Massachusetts Institute of Technology

To develop a low-cost monitor for measurements of volatile organic compounds in the indoor environment

  • Amount $299,424
  • City Cambridge, MA
  • Investigator Jesse Kroll
  • Year 2018
  • Program Research
  • Sub-program Chemistry of Indoor Environments

Test bed studies require Chemistry of Indoor Environment researchers to be able to make important indoor chemistry measurements quickly and at low cost. Unfortunately, there are no good low-cost sensors for volatile organic compounds (VOCs). This grant funds an effort to build one. It’s an important effort. Many VOCs are harmful to human health and even those that aren’t can react with oxidants, eventually leading to new particle and aerosol formation.
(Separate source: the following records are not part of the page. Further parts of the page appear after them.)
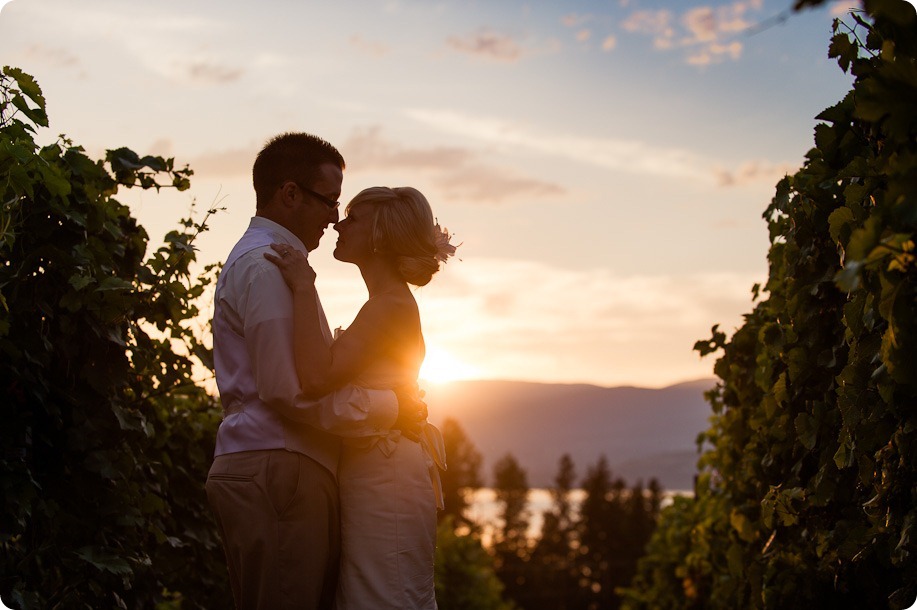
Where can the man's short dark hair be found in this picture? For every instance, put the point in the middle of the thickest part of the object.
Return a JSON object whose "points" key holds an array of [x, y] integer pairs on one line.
{"points": [[290, 156]]}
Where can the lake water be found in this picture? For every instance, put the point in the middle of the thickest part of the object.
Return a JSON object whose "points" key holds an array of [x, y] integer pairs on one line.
{"points": [[484, 509]]}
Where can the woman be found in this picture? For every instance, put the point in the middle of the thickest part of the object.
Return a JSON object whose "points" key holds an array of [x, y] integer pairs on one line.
{"points": [[389, 485]]}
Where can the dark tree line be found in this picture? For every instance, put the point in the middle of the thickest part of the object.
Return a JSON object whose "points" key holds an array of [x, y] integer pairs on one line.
{"points": [[585, 549]]}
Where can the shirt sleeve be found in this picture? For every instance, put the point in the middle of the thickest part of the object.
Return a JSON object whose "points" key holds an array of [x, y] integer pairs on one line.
{"points": [[268, 330]]}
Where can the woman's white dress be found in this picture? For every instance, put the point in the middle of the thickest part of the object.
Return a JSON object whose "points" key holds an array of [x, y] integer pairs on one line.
{"points": [[390, 490]]}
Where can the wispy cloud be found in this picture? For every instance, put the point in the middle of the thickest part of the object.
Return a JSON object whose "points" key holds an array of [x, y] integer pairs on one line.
{"points": [[511, 315], [372, 48], [225, 164], [209, 72], [631, 156], [751, 172], [57, 56], [460, 173], [705, 34], [487, 44]]}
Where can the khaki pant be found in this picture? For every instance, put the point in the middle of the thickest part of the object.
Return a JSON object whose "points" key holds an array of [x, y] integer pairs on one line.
{"points": [[279, 516]]}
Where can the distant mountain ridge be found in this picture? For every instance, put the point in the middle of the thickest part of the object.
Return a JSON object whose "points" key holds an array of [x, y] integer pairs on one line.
{"points": [[643, 433]]}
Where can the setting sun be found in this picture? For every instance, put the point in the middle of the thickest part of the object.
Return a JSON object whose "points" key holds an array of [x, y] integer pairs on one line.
{"points": [[440, 366]]}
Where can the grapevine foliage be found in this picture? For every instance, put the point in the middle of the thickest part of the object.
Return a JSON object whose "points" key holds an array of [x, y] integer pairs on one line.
{"points": [[106, 438], [807, 495]]}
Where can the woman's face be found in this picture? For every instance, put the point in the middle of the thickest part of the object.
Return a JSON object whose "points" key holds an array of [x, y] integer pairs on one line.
{"points": [[355, 235]]}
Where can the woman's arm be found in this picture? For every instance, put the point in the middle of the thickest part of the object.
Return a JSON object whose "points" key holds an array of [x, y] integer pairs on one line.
{"points": [[322, 368]]}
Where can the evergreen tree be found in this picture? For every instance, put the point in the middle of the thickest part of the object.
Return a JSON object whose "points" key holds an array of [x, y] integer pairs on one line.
{"points": [[552, 564], [461, 477], [511, 543], [465, 577]]}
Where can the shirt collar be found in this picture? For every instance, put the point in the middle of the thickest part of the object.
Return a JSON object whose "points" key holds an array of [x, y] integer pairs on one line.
{"points": [[282, 234]]}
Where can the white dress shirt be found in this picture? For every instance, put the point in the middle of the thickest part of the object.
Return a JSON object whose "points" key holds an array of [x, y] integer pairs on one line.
{"points": [[263, 406]]}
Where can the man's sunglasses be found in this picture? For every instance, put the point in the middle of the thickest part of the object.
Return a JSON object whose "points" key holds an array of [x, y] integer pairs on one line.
{"points": [[331, 203]]}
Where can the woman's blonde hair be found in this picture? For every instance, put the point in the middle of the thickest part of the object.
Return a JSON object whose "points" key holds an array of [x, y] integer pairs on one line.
{"points": [[403, 229]]}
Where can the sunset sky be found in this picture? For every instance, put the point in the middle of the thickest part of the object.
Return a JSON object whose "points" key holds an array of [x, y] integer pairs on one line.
{"points": [[605, 164]]}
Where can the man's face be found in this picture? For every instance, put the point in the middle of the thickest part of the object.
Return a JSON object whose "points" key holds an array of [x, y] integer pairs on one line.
{"points": [[312, 216]]}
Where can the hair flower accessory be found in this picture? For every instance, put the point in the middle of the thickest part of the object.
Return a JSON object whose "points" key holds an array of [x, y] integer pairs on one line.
{"points": [[441, 238]]}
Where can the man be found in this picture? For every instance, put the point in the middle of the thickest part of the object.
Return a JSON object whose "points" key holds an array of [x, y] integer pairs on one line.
{"points": [[272, 485]]}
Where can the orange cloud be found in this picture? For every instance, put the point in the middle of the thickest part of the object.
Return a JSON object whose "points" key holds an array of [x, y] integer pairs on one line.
{"points": [[460, 173], [369, 47], [487, 45], [704, 33]]}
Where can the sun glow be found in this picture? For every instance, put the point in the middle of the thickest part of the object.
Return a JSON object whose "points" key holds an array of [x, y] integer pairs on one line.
{"points": [[440, 366]]}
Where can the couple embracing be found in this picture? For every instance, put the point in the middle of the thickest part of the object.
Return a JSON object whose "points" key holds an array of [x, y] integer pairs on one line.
{"points": [[325, 481]]}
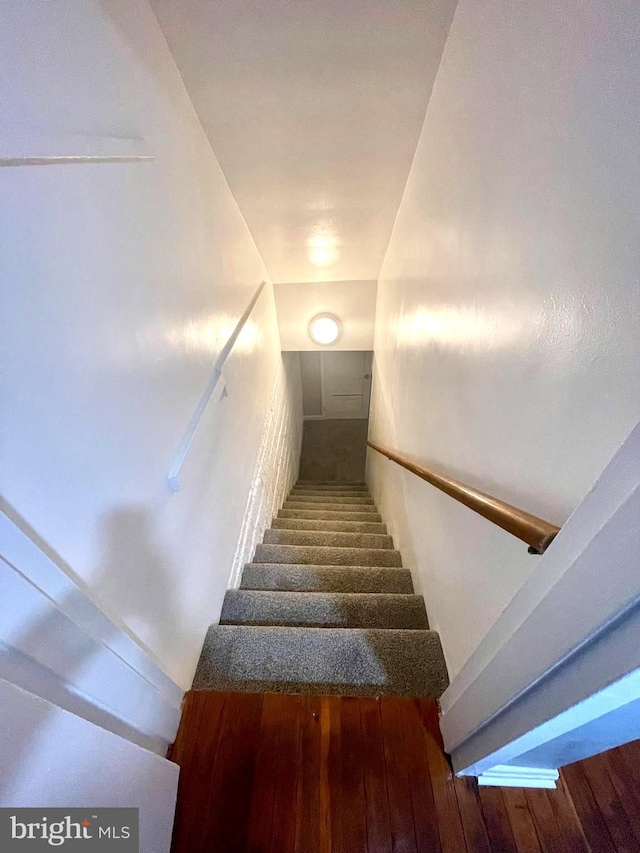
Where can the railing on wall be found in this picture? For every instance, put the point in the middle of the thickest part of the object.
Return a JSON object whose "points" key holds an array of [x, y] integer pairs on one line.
{"points": [[537, 533], [194, 423]]}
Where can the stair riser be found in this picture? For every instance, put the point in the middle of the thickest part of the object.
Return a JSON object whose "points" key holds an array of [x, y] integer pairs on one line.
{"points": [[330, 506], [329, 515], [323, 556], [330, 539], [318, 499], [324, 610], [343, 661], [326, 579], [331, 494], [336, 526]]}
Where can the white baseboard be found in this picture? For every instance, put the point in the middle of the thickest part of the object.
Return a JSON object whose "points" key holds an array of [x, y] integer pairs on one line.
{"points": [[506, 776]]}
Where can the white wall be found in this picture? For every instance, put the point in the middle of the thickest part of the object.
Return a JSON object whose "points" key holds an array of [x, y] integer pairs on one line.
{"points": [[507, 350], [353, 302], [120, 283], [54, 759]]}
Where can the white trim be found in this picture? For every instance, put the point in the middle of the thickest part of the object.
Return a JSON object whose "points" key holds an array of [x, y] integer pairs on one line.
{"points": [[519, 777], [563, 638]]}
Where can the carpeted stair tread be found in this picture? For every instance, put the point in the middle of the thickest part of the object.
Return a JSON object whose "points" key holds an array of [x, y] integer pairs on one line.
{"points": [[326, 556], [303, 511], [323, 609], [329, 538], [332, 506], [307, 578], [345, 661], [345, 499], [321, 524]]}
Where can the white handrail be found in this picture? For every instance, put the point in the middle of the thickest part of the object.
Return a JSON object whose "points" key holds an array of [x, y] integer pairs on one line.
{"points": [[194, 423]]}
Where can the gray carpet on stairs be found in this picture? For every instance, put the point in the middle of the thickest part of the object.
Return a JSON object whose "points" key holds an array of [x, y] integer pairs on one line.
{"points": [[328, 524], [287, 576], [325, 607], [349, 661]]}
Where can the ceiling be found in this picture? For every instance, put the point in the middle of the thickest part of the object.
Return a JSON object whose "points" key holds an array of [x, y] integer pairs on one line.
{"points": [[313, 108]]}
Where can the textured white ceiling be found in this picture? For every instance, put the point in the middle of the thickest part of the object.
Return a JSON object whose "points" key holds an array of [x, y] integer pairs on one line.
{"points": [[313, 108]]}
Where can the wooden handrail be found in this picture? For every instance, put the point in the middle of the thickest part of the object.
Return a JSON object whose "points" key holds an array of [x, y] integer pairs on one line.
{"points": [[536, 532]]}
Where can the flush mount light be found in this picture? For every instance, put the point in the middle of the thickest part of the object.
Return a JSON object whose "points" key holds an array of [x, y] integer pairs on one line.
{"points": [[324, 329]]}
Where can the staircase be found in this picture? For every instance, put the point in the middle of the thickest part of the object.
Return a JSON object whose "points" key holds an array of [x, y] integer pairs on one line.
{"points": [[325, 607]]}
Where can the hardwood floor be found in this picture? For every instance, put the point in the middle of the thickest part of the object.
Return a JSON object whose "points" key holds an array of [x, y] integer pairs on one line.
{"points": [[269, 773]]}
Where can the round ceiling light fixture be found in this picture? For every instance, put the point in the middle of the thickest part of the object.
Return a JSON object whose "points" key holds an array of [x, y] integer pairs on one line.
{"points": [[324, 329]]}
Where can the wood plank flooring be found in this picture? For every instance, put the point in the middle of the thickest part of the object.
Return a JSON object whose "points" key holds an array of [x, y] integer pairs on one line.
{"points": [[267, 773]]}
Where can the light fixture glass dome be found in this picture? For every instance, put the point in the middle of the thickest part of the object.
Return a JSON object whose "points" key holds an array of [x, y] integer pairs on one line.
{"points": [[324, 329]]}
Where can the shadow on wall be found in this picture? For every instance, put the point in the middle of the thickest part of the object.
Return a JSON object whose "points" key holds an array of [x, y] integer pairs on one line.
{"points": [[334, 450], [57, 659], [135, 579]]}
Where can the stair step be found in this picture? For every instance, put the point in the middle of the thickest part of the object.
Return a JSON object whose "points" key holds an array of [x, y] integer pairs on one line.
{"points": [[320, 524], [318, 499], [326, 556], [302, 511], [329, 506], [333, 493], [308, 578], [328, 538], [323, 609], [344, 661], [332, 484]]}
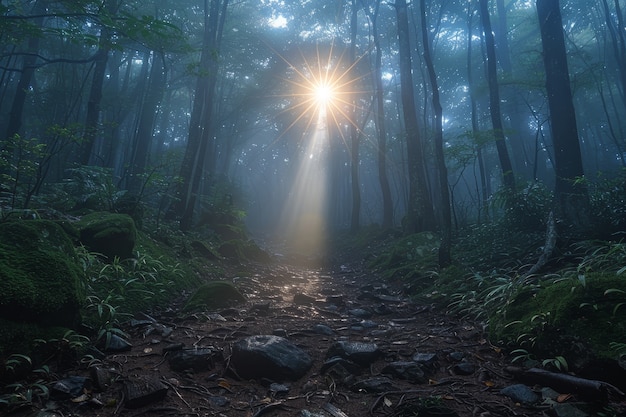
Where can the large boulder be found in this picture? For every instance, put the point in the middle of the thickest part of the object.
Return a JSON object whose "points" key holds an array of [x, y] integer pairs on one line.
{"points": [[40, 280], [113, 235], [271, 357], [213, 295]]}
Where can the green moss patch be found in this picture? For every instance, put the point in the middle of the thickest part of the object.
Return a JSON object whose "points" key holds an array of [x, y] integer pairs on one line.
{"points": [[40, 281], [565, 317], [112, 235], [410, 258], [214, 294]]}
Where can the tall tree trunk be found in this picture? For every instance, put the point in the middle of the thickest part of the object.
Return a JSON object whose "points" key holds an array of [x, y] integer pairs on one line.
{"points": [[571, 194], [484, 184], [512, 106], [354, 134], [200, 123], [379, 120], [508, 178], [92, 125], [26, 76], [149, 107], [420, 213], [446, 214]]}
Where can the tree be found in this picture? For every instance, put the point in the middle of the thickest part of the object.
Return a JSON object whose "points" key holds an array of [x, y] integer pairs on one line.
{"points": [[494, 99], [379, 120], [420, 213], [446, 215], [571, 194], [354, 131]]}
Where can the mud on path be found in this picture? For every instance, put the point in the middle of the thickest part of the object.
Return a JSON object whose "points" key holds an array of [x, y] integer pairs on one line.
{"points": [[464, 377]]}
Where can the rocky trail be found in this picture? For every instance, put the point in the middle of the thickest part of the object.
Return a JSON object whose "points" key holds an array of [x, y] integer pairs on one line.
{"points": [[340, 344]]}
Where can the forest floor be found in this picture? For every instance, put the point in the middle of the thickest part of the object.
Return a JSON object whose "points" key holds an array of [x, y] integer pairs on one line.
{"points": [[465, 379]]}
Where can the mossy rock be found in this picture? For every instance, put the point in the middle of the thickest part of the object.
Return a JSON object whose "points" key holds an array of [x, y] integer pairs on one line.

Over the next three years, Jesse Kroll—Associate Professor of Civil and Environmental Engineering and Associate Professor of Chemical Engineering at the Massachusetts Institute of Technology—will attempt to develop a low-cost monitor for measurements of volatile organic compounds in the indoor environment. The work plan has two major parts: the construction, characterization, and optimization of the VOC monitor, and the use of several such monitors in real indoor environments, providing both a proof-of-concept and initial measurements of indoor VOC levels. The primary output of this project will be the monitor and associated algorithms as well as the associated research results. Descriptions of the optimized monitor design and calibration algorithms will be disseminated broadly via the peer-reviewed, open-access literature and conference presentations. At least one graduate student will be trained.